To do so, use either a cleaver splicer or connectorized pigtails. This enables simple connections between two fiber optic lines without going through any lengthy processes like fiber termination or fusion splicing. Cuts downtime considerably! As mentioned above, these types of cable tools are only necessary if you’re planning on professionally installing new cables.

Home networks don’t require special equipment: Just make sure all patch panels are grounded. The same goes for switches: Most modern ones come grounded out of the box now anyway, but it never hurts to check...remember how shocked I was when I had forgotten? Ouch...never's very painful electrically speaking.

Punch Down Tool

A punch down tool is used to terminate a network cable. There are many different types of punch down tools with unique features, some better suited for specific tasks than others.

For example, if you’re connecting multiple twisted-pair cables that use 8P8C connectors, then you’ll want to invest in a tool that can support such connections and fasten both wires on each side of your Ethernet jack (i.e., an 8P8C crimper).

On the other hand, if your network only requires 6P6C or 10P10C connectors, then any standard punch down tool will do just fine. Most basic networks don’t require crimping tools because RJ45 jacks come preinstalled on patch panels.

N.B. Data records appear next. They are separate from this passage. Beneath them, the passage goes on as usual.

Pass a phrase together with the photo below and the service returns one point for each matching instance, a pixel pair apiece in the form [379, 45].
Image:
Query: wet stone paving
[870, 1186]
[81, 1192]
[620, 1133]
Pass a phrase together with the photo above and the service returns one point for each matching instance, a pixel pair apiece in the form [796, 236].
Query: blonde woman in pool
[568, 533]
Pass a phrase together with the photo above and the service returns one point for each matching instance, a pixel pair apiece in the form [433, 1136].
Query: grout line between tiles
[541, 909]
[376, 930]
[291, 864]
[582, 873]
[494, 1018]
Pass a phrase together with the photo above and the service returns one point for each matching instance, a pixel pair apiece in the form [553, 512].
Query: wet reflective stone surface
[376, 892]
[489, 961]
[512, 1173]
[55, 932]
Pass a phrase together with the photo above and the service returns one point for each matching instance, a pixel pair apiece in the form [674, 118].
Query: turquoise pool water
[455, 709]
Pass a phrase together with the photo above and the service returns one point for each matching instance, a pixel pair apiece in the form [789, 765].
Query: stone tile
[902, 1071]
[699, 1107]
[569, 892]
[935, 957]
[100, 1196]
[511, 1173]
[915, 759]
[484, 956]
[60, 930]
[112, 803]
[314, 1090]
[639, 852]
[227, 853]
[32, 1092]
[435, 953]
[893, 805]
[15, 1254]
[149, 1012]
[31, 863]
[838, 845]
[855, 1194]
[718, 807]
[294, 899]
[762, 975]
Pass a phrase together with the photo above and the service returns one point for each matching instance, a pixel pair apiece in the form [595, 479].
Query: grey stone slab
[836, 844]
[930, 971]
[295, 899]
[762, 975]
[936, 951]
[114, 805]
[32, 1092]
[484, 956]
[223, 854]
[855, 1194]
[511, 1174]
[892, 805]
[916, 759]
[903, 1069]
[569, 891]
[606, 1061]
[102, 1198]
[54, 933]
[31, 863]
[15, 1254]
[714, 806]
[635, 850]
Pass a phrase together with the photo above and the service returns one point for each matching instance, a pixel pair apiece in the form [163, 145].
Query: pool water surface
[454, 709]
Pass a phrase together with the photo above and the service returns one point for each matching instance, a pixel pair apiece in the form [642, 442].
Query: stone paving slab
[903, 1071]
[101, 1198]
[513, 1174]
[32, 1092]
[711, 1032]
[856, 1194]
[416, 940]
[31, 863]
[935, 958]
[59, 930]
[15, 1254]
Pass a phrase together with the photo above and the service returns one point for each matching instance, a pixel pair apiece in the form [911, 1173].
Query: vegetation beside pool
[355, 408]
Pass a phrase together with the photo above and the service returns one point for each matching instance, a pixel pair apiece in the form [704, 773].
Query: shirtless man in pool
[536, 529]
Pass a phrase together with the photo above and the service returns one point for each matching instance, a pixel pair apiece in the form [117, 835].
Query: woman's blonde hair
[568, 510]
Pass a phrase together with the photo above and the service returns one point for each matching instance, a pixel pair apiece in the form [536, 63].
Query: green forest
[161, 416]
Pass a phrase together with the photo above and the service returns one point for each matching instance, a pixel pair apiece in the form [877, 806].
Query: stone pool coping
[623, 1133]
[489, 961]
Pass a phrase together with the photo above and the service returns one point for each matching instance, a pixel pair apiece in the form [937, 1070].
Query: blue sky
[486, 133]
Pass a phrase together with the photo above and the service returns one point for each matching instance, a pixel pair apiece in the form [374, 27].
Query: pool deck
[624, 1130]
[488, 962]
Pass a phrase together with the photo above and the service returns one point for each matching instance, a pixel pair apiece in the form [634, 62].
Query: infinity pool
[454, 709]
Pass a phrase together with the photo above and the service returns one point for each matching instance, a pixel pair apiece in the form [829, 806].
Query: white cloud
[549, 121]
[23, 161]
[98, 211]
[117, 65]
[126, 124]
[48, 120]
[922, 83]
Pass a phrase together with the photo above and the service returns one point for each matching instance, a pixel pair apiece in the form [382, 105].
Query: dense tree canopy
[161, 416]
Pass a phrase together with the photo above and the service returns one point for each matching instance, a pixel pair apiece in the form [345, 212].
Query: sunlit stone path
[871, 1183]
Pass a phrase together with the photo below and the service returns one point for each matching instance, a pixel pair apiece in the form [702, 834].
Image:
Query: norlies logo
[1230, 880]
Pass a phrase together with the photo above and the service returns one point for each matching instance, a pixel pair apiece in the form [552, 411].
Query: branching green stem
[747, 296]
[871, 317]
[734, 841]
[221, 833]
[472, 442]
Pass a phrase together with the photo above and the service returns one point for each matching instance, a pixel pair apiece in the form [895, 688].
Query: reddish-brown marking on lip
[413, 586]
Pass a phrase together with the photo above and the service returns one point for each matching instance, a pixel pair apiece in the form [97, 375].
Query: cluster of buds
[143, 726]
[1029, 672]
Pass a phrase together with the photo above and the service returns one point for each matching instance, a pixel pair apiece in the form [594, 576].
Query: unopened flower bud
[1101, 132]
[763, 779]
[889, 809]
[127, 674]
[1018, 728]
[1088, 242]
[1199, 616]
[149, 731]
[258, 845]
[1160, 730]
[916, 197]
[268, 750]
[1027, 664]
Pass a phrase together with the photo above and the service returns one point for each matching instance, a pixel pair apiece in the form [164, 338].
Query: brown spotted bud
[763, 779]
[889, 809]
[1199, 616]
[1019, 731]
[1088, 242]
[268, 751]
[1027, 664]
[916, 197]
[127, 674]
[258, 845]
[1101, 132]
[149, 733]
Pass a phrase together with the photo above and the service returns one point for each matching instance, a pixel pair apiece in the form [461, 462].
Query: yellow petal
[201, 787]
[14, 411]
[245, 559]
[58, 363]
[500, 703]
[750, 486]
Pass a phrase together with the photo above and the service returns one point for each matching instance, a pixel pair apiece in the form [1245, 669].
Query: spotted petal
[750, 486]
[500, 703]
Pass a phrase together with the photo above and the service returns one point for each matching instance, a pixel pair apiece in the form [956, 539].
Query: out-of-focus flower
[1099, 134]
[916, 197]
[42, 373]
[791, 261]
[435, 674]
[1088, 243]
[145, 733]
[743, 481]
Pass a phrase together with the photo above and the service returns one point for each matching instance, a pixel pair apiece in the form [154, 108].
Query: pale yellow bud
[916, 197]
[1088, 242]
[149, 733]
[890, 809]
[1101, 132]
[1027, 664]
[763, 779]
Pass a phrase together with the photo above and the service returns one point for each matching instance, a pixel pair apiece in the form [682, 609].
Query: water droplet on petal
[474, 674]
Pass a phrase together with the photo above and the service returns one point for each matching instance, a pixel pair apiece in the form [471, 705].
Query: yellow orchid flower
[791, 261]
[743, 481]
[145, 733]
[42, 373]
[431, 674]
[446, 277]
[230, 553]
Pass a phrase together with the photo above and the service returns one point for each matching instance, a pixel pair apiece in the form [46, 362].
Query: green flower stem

If it does, however, try using an adjustable punch down tool so you can choose which size connector fits best into your socket; for instance, most 6P6C jacks should fit snugly into a 5/64 gap but maybe loose inside a 1/16 gap. If all else fails—and if there are no directions provided by your network administrator—try using a straightened paper clip to clean up any loose ends before affixing them with pliers or another pinching device to create a tight connection.